Door Aafke Kok - 31-01-2025 - Nieuws
Fibroblastcellen (rood) in de baarmoeder van een muis. Afbeelding: Omar Valdez/Erlebacher Lab
Onderzoek bij zwangere muizen suggereert dat epigenetische veranderingen het moment van bevallen beïnvloeden.
Amerikaanse biomedici hebben bij zwangere muizen een soort moleculaire aftelklok gevonden die bepaalt wanneer de bevalling plaatsvindt (Cell, 21 januari). Aan het begin van de zwangerschap zorgen hoge methylatieniveaus ervoor dat bepaalde genen inactief zijn. Gedurende de zwangerschap zakt dat methylatieniveau langzaam maar zeker. De genen die daardoor weer actief worden, zetten een cascade in gang die uiteindelijk de bevalling inleidt. Mogelijk leiden haperingen in dit mechanisme tot vroeggeboortes, speculeren de Amerikanen.
Vlak na de bevruchting zien de onderzoekers een piek in het aantal methylgroepen bij sommige histonen in baarmoedercellen. De genen in de buurt van deze histonen zijn daardoor minder goed af te lezen en blijven dus inactief. Deze epigenetische verandering vindt om precies te zijn plaats in fibroblasten; bindweefselcellen. Welk mechanisme erachter zit is de Amerikanen een raadsel, maar ze stellen wel vast dat de methylatie vervolgens langzaam afneemt. Uiteindelijk daalt de methylatie zo ver dat de voorheen inactieve genen weer hun werk kunnen doen. Dat zet vermoedelijk een cascade in gang die ertoe leidt dat epitheelcellen in de baarmoeder het hormoonachtige stofje prostaglandine F2 α produceren. Dat geeft het startsignaal voor de bevalling.
De biomedici komen de moleculaire aftelklok op het spoor door hun onderzoek naar eiwit KDM6B. Dit eiwit verwijdert methylgroepen van histonen. Wanneer onderzoekers de productie van KDM6B in de baarmoeder verhinderen, blijken zwangere muizen een langere draagtijd te hebben. Vermoedelijk zorgt het gebrek aan KDM6B voor een extra hoog methylatieniveau in baarmoedercellen aan het begin van de zwangerschap. Het duurt dan langer tot de methylatie voldoende is afgenomen om de bevalling in gang te zetten. Wellicht leidt het omgekeerde – een te laag methylatieniveau – tot vroeggeboorte. KDM6B lijkt overigens verder geen rol te spelen bij de natuurlijke afname van methylatieniveaus tijdens de zwangerschap. Vervolgonderzoek moet uitwijzen welk mechanisme daar wel voor verantwoordelijk is.
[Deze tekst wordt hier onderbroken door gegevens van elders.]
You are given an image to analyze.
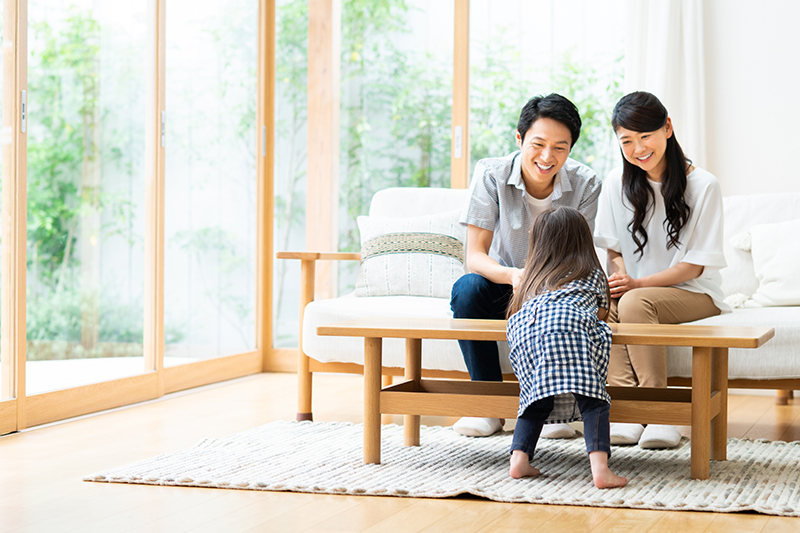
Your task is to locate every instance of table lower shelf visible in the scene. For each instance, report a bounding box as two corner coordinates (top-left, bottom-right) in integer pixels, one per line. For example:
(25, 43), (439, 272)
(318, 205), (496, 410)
(380, 380), (721, 426)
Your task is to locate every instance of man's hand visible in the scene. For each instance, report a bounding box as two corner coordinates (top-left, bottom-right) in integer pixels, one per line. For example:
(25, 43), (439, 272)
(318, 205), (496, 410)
(510, 268), (525, 292)
(608, 272), (638, 298)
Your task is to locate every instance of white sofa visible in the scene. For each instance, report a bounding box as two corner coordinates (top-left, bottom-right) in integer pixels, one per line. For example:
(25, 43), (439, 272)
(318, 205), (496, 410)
(298, 188), (800, 413)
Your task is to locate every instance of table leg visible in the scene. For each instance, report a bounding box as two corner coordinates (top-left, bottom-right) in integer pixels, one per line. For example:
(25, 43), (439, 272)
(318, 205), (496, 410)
(364, 337), (383, 463)
(691, 346), (711, 479)
(711, 348), (728, 461)
(403, 339), (422, 446)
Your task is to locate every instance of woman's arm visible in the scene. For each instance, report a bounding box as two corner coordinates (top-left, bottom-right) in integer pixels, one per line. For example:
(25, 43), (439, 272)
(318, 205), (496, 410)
(467, 224), (522, 289)
(608, 256), (705, 298)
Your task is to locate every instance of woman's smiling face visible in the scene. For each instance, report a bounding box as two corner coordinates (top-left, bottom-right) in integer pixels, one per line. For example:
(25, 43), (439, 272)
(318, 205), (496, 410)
(616, 118), (672, 181)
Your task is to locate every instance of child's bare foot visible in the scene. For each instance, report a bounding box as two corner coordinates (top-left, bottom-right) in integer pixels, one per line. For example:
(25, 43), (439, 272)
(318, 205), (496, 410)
(508, 450), (541, 479)
(589, 451), (628, 489)
(592, 468), (628, 489)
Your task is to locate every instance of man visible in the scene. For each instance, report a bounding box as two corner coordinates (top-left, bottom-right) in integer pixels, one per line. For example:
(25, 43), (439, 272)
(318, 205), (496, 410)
(450, 93), (601, 438)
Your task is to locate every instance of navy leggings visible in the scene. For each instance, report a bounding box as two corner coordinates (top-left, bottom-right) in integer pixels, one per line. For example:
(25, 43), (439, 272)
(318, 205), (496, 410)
(511, 394), (611, 458)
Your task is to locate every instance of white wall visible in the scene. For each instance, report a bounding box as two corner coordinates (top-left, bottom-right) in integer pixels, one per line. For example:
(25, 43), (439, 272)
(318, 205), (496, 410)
(703, 0), (800, 196)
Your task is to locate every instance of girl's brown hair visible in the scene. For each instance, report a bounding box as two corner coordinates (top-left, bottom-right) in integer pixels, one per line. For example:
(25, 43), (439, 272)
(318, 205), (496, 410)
(506, 206), (608, 317)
Hoewel de precieze werking van de aftelklok dus nog behoorlijk onduidelijk is, hopen de Amerikanen toch op toepassing van hun onderzoek. ‘Vroeggeboorte is wereldwijd een groot probleem, en lange tijd heeft niemand het echt begrepen. We hopen dat ons werk licht kan werpen op het onderliggende mechanisme’, stelt laatste auteur Adrian Erlebacher in een persbericht. ‘De nieuwe bevindingen suggereren dat vroeggeboorte in gang gezet wordt door dingen die veel eerder in de zwangerschap gebeuren dan we hadden verwacht.’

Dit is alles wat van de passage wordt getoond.